In this case, the Court of Appeal held that a landlord of a residential block would commit a breach of covenant, if it waived a tenant's breach of an absolute prohibition not to undertake structural alterations. The reason for this was that the landlord had covenanted with other tenants in the building to enforce the covenants in all of the leases. Unilaterally waiving the breach would therefore prevent it from being able to fulfil its obligations to the other tenants, if they called on the landlord to prevent the works being undertaken. That said, the Court did not consider the remedy available to the complaining tenant and it was made clear that the ordinary rules would apply. Tenants seeking to "veto" works in a multi-let building will therefore need good reasons to justify the grant of an injunction.

The facts

This case concerned a residential building in Maida Vale that had been divided into nine flats, each held on a long lease. In 2015, one of the tenants, Mrs Winfield, applied for a licence to carry out alterations to her flat. Although the landlord was willing to grant consent, another tenant, Dr Duval, argued that the terms of the lease prevented the landlord from doing so.

Mrs Winfield's lease contained an absolute prohibition on certain alterations being undertaken, in the following form:

"Not to commit or permit or suffer any waste spoil or destruction in or upon the Demised Premises nor cut maim or injure or suffer to be cut maimed or injured any roof wall or ceiling within or enclosing the Demised Premises or any sewers drains pipes radiators ventilators wires and cables therein…"

The works that Mrs Winfield intended to carry out would have involved removing roughly seven metres width of a load bearing wall at basement level.

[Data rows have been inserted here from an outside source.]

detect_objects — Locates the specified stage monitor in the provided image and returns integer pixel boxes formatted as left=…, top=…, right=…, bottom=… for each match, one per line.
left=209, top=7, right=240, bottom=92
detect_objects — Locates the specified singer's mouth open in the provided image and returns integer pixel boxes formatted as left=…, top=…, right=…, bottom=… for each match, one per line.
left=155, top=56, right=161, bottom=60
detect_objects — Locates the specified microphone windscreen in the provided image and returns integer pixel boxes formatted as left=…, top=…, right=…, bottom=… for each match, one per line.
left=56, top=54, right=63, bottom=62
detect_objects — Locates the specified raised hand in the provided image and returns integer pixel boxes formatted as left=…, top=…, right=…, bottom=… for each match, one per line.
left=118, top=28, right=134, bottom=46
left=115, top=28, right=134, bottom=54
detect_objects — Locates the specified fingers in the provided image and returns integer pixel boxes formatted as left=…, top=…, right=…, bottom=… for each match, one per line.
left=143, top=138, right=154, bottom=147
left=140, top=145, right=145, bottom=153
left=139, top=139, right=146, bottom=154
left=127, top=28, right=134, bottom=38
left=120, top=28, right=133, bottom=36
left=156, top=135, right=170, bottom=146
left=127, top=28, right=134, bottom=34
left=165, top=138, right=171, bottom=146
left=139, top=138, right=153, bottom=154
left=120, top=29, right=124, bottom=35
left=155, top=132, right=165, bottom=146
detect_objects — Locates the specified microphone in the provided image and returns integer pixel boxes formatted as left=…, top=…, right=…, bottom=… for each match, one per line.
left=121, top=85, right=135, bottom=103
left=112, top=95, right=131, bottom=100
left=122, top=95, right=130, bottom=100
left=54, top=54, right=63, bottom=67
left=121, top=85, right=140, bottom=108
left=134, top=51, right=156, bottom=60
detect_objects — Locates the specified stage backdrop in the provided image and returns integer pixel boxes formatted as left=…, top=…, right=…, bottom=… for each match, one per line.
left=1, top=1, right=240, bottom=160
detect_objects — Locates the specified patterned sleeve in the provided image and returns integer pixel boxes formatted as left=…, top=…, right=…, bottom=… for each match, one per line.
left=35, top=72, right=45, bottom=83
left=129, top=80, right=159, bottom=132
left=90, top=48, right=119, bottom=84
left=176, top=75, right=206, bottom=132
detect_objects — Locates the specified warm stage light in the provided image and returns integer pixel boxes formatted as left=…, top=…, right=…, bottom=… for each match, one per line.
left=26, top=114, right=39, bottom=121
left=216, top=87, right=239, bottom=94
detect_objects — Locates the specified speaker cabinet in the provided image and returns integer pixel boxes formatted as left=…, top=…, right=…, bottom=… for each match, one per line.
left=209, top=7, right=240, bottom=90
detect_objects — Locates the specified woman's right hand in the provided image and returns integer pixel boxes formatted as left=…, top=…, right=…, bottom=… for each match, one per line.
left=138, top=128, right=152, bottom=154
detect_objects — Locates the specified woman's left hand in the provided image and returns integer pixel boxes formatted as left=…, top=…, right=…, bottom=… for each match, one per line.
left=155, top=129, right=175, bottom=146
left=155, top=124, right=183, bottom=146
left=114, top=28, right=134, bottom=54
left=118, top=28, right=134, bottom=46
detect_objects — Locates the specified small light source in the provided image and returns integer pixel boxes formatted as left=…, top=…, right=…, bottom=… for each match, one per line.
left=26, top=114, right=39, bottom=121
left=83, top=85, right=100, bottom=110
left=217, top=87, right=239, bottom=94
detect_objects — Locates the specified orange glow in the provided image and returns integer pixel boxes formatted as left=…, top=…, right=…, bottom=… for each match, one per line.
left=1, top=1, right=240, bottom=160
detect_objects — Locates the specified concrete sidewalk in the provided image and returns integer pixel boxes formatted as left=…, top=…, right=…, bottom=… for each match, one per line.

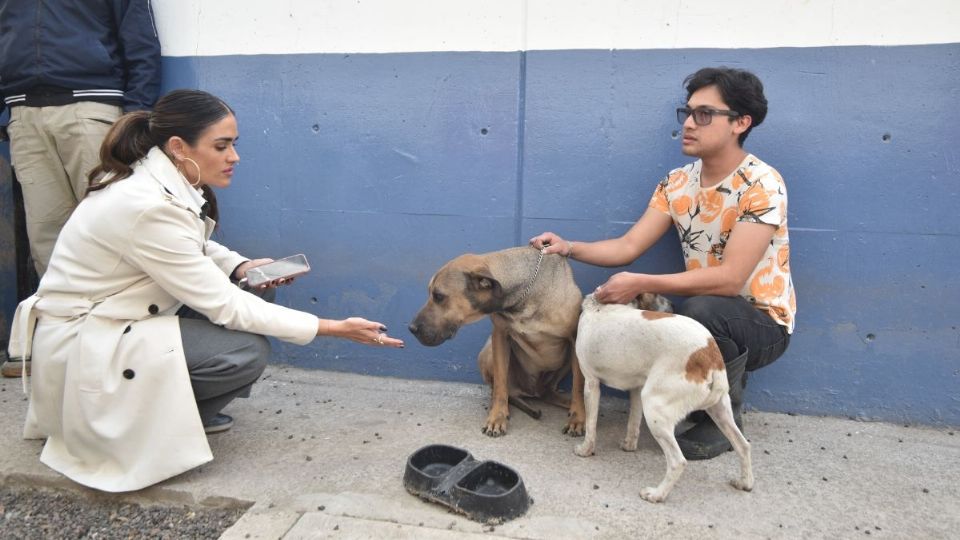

It was not disputed that this would have amounted to a breach of the absolute prohibition. With this in mind, Dr Duval brought an action founded on a separate clause of the lease, which confirmed that every lease of the premises would be granted with similar covenants and that the landlord would, at the request of a tenant and at that tenant's cost, enforce the covenants entered into by the landlord with other tenants. This type of obligation is very common. The question was therefore whether the landlord was entitled to grant a licence for the works, even though there was no provision for landlord's permission to be given in the relevant alterations clause.

Dr Duval argued simply that it was "necessarily implicit" that the landlord must not grant permission for works that another tenant could force it to stop. In response, the landlord argued that:

  • Landlords may consent to what otherwise might be a breach of a tenant's covenant.
  • It could not have been intended that the purpose of the clause providing for mutual enforcement would be to fetter the landlord's powers to deal with its property.
  • Consenting to the works in advance would not be a breach by the landlord in itself, since no works would have been undertaken at this stage, and there would be no breach of covenant to enforce once the permission had been given as the landlord would have waived the requirement for compliance.
  • From a policy perspective, it would be dangerous to allow single tenants to exercise a "veto" in such circumstances, as this could lead to conflict in multi-let blocks of flats.

The Court held that the landlord was unable to lawfully consent to the works Mrs Winfield sought to carry out, for the following reasons:

  • The landlord had promised that each tenant would be bound to observe similar legal obligations. Each tenant would have known that the landlord had covenanted with the other tenants to enforce the obligations contained in the leases. This was the "basic policing mechanism of the block".
  • The only person with the power to enforce the tenant's covenants was the landlord. As such, the effect of a licence would only be to preclude an action by the landlord against the tenant that would otherwise be in breach. However, this would not prevent a claim by another tenant against the landlord for failing to enforce the lease covenants.
  • Several authorities supported the principle that parties to a contract must not do anything that would prevent them fulfilling their obligations. This could be characterised as a positive rule of law or possibly as an implied term.
  • If the landlord had been able to sanction the alterations, this would defeat the purpose of the enforcement provisions. There would be no:

"…practical or commercial content to the obligation if the landlord had carte blanche to vary or modify the covenants; or to authorise what would otherwise be a breach of them."

  • There was no adverse policy issue to dissuade the Court of its finding, since the situation would not have occurred if the absolute covenant had been drafted as a qualified covenant, enabling the landlord to exercise discretion. Equally, Dr Duval would not be entitled to an injunction, unless she could evidence good reasons for this.

The result of this case is perhaps unsurprising, given that meaning and purpose had to be ascribed to the mutual enforcement provisions, in order to protect the rights of the tenants in the block. That said, the decision will no doubt worry landlords that are subject to similar obligations. Some may even adopt a policy of always seeking unanimous consent from all tenants before approving works that would otherwise be undertaken in breach of lease. However, the Judgment does make it clear that, although a landlord risks breaching its covenants if it grants a licence in these circumstances, there is unlikely to be an obligation to inform the other tenants of this. Furthermore, the remedy afforded for the breach is only likely to be an injunction in sufficiently serious circumstances. If the complaining tenant is simply acting capriciously, one would not expect an injunction to be awarded or for there to be damages of any significance.